I am so very sick of Wonder Woman. Nope, not the Amazonian super hero coming to a theater near you. I am sick of the Wonder Woman I feel like I am supposed to be, to be a “worthwhile” sick person.

Is there any better click bait than a headline with this formula: normal to unexceptional person — disaster strikes — dark night of the soul — now better than they have ever been. They are so grateful for said disaster because (now close in tight on the stark photo of soft smile and bright watery eyes) they are ever so much better. They now know how strong (insert faith, mind, spirit, friends here) are. End scene, turn off the lights.

That is one very compelling narrative. I can’t help it. I click. I cry. I feel. I read. It is, after all, what almost all of our most cherished myths, fairy tales, and stories are based on. Who doesn’t love a feel-good story that reminds them that everything happens for a reason? That it’s not over until everything is OK, better than OK, it is inspiring and amazing. If you keep going you, too, can be Wonder Woman.

I will click every time trying to sift out my own experiences to see where I could be better, do better, and have that ending. These stories elicited such an outpouring of support and praise for the hero, the inspiring one, that I think it can make any other narrative or experience seem dangerous and isolating.

Sensing an element of bitterness here?
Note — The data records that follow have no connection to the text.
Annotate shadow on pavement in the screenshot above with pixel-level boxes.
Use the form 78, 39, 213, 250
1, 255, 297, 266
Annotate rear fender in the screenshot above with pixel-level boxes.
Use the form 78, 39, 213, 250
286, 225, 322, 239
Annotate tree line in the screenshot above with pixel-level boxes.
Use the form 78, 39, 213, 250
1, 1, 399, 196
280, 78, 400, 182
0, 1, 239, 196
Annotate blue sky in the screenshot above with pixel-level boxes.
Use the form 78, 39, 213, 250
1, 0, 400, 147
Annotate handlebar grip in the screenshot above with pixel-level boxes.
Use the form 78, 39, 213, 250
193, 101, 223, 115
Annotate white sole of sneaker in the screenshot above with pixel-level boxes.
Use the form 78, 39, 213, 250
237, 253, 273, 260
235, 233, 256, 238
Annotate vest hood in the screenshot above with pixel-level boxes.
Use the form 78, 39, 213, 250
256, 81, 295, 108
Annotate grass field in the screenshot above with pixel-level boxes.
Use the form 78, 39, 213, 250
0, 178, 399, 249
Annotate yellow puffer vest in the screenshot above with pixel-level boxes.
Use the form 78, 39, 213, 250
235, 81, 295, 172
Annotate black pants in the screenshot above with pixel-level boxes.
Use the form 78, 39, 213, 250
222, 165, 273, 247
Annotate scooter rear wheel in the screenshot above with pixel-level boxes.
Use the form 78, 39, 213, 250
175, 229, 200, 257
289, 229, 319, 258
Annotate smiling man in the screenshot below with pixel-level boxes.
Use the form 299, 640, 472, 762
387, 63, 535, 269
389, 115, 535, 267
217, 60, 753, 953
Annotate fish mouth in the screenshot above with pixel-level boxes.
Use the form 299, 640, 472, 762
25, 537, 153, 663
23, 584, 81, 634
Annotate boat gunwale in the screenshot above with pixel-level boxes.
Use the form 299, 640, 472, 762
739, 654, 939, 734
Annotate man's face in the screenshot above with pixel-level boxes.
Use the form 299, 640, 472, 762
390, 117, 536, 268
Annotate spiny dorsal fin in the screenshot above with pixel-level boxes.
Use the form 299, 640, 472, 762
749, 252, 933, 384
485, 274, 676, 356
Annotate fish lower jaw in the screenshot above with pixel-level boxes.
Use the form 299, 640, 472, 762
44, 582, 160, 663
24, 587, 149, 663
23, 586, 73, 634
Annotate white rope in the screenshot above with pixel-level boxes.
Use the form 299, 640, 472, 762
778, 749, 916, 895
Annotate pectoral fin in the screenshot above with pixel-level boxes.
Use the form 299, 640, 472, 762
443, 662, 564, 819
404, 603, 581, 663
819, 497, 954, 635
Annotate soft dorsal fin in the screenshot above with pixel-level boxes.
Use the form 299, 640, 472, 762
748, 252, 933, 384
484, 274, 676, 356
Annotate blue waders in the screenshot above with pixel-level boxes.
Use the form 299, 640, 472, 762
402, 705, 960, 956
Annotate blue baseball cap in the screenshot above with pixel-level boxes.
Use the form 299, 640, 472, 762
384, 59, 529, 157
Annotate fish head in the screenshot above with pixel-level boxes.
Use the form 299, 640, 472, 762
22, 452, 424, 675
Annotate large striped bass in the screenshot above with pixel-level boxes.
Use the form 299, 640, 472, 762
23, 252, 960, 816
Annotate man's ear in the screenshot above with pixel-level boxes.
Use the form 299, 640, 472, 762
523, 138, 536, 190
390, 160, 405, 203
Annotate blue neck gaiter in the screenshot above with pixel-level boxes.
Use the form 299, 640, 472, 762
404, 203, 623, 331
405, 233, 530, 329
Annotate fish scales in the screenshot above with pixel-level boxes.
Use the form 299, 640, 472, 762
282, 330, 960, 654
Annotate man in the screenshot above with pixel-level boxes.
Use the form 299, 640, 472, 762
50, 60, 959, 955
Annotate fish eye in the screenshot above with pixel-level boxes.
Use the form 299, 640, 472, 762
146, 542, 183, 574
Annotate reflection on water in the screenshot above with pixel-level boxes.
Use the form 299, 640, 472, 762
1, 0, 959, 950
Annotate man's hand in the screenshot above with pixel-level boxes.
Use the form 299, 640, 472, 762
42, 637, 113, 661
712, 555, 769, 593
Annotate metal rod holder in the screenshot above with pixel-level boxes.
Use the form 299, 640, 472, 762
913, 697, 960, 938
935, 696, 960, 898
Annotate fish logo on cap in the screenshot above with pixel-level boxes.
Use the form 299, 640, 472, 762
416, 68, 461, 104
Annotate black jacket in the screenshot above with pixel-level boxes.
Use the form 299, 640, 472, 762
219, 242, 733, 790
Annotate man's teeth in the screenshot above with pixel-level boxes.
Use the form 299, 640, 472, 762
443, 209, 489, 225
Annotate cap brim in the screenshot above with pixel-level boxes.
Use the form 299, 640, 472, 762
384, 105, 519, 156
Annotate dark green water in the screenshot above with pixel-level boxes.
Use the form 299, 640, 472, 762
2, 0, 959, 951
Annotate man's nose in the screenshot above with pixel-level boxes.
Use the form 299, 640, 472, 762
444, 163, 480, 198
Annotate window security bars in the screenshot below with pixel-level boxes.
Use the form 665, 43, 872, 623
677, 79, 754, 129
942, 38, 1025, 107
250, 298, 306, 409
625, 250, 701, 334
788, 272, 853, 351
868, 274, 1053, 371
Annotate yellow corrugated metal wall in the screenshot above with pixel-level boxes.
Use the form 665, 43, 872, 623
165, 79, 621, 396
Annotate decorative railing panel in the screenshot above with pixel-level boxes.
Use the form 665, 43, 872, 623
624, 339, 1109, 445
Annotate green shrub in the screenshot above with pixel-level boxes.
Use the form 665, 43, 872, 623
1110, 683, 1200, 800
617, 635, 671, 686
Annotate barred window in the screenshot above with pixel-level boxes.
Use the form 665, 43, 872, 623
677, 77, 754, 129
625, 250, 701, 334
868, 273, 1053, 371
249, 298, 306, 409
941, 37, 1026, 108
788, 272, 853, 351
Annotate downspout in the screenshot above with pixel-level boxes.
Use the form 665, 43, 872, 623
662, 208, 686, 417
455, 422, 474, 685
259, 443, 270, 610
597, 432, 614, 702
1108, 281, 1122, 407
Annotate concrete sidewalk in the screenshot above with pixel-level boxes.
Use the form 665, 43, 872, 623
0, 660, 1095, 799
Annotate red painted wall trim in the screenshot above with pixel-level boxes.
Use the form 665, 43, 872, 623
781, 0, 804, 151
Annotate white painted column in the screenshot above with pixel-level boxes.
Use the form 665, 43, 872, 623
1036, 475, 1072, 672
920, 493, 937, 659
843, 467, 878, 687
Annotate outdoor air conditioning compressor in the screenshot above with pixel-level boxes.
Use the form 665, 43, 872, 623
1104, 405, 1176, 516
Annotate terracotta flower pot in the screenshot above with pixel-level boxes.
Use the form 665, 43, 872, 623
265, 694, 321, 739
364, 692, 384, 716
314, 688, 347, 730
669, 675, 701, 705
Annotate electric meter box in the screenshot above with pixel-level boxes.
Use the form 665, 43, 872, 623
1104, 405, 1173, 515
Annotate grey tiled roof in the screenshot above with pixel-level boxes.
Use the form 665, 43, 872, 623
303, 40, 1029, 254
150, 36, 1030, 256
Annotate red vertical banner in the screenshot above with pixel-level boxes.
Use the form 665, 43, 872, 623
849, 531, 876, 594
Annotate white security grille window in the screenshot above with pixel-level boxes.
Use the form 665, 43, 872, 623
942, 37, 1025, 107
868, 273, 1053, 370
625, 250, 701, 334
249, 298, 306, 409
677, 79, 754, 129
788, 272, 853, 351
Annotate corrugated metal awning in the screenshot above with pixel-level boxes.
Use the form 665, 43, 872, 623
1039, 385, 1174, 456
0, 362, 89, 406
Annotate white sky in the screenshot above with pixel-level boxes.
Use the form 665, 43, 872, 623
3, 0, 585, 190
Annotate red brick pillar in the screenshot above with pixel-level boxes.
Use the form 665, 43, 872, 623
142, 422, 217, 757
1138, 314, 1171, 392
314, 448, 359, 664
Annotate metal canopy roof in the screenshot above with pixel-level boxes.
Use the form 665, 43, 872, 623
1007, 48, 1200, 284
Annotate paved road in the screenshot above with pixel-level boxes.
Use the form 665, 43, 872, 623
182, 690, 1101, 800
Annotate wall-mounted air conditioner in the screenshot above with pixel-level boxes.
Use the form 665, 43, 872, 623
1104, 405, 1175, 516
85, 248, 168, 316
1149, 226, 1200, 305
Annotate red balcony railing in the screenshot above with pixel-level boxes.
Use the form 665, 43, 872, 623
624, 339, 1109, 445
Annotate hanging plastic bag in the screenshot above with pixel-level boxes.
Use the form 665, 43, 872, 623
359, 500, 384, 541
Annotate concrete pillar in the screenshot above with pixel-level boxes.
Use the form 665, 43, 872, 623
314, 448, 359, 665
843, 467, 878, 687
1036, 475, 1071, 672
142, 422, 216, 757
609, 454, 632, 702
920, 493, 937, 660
Sure, absolutely. I can also do inspiring. I have had my own story. Sick from childhood. Got a bit better and ran a successful photography studio until the skies darkened and my disorder forced me to close my business and go on disability. Limping gave way to a cane which gave way to a wheelchair.

Whatever could an Amazonian superhero do? I didn’t really cry or grieve. I was too busy trying to figure out the next amazing super inspiring thing I would do. Something that would give meaning to having the body of what felt like an 80-year-old just this side of 40. So what is wrong with that? What is wrong with inspiring?

Nothing, if it is honest. I don’t think I was. I was afraid of losing the few friends who stayed. I did not want to tire them out with anything resembling sad. I wanted to be inspiring. I did not want anyone to feel sorry for me. I wanted to be better than before and have something to point to. This. If I did not get so sick I would never have been able to give the world this.

Why this honesty now? Now that Wonder Woman is here to inspire us and show everyone power and grace? I realized as I thought about what Wonder Woman means to me and what a female superhero means that I was far from where I need to be because I had not taken some time to say goodbye to a life’s work that I deeply enjoyed.

So now do I find my next super inspiring 15th act? Trust family and friends to stay and watch? I’m not sure, but I think in the disability community there should be an understanding of how much pressure we put on ourselves and is put on us to be “inspiring” or to be Wonder Woman.